Yesterday morning, I sat on the edge of our rocks. Cats paws rippled the water’s still surface; pale sunshine bathed the mountains and me, while wisps of cloud shrouded their heads. I sipped coffee from my favorite mug. Sea lions a few miles across the water at Gran Point growled and howled, as ever. Three ruby crowned kinglets interrupted each others songs in the trees behind me. Somewhere across Lynn Canal an avalanche banged its way into a ravine. The morning’s freshness, salt tang and warming spruce and hemlock, with a touch of birch and alder bud, sweetened my morning “mug up.” Every so often, spaced just enough to make me start slightly with its sudden appearance and deep “whoosh” of breath, a humpback whale surfaced beneath me, slowly, almost lazily working its way through our bight in large loops.
The herring run has started!
We’ve been expecting it, but “the Next Big Thing” took us a bit by surprise on Thursday. Since the herring fishery closed in Sitka, we’d been watching for signs of approaching shoals: gathering whales, excited sea lions, and clouds of sea birds. Usually, all of these appear in increasing numbers, and excitement builds until, at last, the herring begin to gather and spawn.
This year, things happened a bit differently. We’d seen a whale or two, recently. Sea lions had only just begun to swim in larger, noisier groups. I began to think about overhauling the nets. I’d guessed we had another week at least, perhaps more, before the herring arrived.

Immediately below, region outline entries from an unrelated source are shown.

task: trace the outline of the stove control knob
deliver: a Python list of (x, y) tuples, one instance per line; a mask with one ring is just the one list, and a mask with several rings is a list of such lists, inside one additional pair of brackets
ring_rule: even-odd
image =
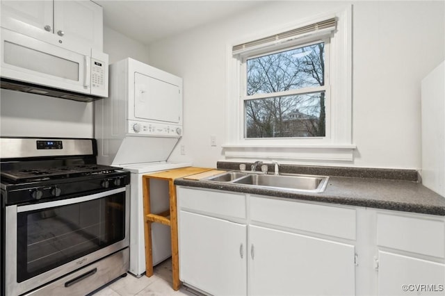
[(60, 196), (60, 193), (62, 193), (62, 190), (57, 186), (54, 186), (51, 189), (51, 194), (54, 197)]
[(100, 183), (100, 186), (104, 188), (108, 188), (110, 187), (110, 182), (108, 180), (104, 180)]
[(35, 189), (31, 191), (31, 196), (34, 199), (40, 199), (43, 196), (43, 192), (42, 190), (39, 190), (38, 189)]
[(133, 130), (135, 133), (139, 133), (140, 131), (140, 124), (133, 124)]

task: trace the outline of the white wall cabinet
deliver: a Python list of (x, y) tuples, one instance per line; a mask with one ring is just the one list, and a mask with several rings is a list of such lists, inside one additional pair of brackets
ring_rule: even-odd
[(88, 1), (2, 1), (1, 26), (74, 51), (102, 51), (102, 13)]

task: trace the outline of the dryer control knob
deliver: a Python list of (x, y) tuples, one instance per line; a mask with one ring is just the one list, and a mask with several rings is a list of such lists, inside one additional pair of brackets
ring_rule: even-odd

The night of the 14th, and again the next morning, we heard whales. Around 10:30 a pair of them swam north, where a large pod of harbor porpoises joined them. The whales began feeding, and the porpoises raced through the water around them. As we watched at the water’s edge, a small shoal of herring swam past our feet.
Aly and I scrambled. We didn’t run for the nets; the shoal was too small. Instead, she grabbed her hydrophone and recording gear. I’d been thinking about how to improve its performance, and tried several ideas. As a reward, we listened to the herring (which make a clicking sound, like a Geiger counter) and the two whales as they passed close by. They apparently don’t vocalize much while feeding, although if we’re lucky, they might bubble net later on. We heard slight sounds and the rush of water as they passed. Excitement enough for now!
Our urgency to catch herring will increase soon. Until then, yesterday brought plenty of other jobs to tend to, and soon I had to break my reverie and move on. But to sit for a while and enjoy my morning coffee in the company of a whale was heavenly!